Sir Arthur John Gielgud, né le 14 avril 1904 à South Kensington, dans la ville de Londres, demeure l’une des figures les plus emblématiques du théâtre et du cinéma britannique du XXe siècle. Issu d’une famille profondément ancrée dans l’art dramatique par sa mère, Kate Terry, il a porté avec distinction l’héritage de la dynastie Terry tout en forgeant sa propre légende sur les planches et devant les caméras.
Sa carrière a débuté au début des années 1920, mais c’est véritablement son interprétation d’Hamlet en 1930 qui a marqué un tournant, le propulsant au rang de star et définissant pour plusieurs générations une manière de dire le texte shakespearien. Sa voix, souvent décrite comme un "violoncelle" pour sa richesse et sa modulation, est devenue son instrument le plus précieux, capable de transmettre les émotions les plus subtiles.
Bien que le théâtre ait été son premier amour et sa plus grande réussite, il a su s'adapter aux exigences du cinéma au fil des décennies. Si ses premières apparitions à l'écran remontent aux années 1930, notamment avec Alfred Hitchcock, c’est sa victoire aux Oscars en 1982 pour son rôle de maître d'hôtel pince-sans-rire dans le film "Arthur" qui a cimenté sa popularité auprès d'un public international plus jeune.

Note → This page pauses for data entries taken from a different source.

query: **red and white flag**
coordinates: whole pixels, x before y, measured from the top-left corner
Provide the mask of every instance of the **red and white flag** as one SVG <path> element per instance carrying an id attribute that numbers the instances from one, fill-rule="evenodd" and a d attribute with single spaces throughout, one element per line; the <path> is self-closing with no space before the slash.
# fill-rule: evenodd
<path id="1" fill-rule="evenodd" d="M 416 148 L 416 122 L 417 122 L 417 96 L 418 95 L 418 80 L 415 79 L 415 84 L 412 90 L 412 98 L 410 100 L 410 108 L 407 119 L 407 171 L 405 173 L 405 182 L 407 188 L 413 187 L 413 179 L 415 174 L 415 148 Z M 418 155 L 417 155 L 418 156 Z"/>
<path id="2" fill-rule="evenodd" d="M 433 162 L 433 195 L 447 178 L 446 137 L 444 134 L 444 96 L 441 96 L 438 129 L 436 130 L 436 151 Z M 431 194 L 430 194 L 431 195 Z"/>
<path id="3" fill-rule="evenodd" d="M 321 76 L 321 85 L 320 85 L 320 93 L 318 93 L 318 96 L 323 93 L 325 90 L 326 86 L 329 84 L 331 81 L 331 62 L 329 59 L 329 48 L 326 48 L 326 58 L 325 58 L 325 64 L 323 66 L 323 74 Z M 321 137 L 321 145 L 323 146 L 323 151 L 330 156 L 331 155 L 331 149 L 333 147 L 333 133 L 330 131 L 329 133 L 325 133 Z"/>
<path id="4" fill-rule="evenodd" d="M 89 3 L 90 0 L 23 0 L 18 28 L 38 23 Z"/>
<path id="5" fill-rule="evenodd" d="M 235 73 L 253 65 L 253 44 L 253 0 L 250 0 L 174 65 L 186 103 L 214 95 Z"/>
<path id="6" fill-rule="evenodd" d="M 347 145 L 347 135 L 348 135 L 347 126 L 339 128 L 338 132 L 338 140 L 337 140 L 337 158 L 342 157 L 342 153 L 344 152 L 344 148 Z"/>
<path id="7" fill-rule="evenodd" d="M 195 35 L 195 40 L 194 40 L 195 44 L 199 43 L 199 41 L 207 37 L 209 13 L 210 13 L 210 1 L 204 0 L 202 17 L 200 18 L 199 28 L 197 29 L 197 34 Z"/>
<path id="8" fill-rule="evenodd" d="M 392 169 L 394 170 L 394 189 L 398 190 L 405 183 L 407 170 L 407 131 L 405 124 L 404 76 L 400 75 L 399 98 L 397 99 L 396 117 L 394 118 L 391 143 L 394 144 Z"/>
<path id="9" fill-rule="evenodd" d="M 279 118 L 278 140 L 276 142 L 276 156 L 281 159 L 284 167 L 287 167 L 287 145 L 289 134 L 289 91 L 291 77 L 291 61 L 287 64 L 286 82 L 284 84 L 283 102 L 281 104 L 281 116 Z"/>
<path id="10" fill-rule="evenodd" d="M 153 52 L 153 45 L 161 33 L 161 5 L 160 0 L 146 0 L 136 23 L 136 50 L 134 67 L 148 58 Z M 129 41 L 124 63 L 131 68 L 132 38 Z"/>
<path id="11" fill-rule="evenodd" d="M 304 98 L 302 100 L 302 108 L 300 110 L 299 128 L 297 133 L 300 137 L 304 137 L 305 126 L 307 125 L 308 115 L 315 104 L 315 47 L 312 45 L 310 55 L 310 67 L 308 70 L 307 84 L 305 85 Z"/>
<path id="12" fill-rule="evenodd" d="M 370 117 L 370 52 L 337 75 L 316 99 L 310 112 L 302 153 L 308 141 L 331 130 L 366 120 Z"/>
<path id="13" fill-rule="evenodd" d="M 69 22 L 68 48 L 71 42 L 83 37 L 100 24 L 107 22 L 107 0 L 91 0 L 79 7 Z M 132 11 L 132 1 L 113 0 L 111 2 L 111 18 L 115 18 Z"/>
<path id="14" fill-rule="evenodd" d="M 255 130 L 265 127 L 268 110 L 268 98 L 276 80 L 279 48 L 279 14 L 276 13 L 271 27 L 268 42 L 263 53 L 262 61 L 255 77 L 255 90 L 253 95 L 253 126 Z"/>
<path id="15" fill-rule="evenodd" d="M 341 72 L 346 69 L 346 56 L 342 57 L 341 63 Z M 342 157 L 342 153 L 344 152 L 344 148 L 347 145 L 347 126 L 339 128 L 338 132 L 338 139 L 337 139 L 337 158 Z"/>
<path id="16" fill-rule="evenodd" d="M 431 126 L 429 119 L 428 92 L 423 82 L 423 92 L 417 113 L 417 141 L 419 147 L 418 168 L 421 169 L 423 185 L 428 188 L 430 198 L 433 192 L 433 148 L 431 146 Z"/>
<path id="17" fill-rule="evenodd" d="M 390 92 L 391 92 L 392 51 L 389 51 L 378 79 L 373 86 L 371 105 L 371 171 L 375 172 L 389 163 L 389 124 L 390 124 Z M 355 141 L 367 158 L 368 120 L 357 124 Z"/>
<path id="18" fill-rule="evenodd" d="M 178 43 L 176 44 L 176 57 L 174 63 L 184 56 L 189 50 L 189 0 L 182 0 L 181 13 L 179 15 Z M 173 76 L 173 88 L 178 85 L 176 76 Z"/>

Tout au long de sa vie, il a fait preuve d'une modestie et d'un humour parfois féroce envers lui-même, restant actif professionnellement presque jusqu’à la fin de ses jours. Il a partagé sa vie pendant de nombreuses années avec son compagnon Martin Hensler, dont le décès en 1999 l'a profondément affecté, marquant le début de son propre déclin physique.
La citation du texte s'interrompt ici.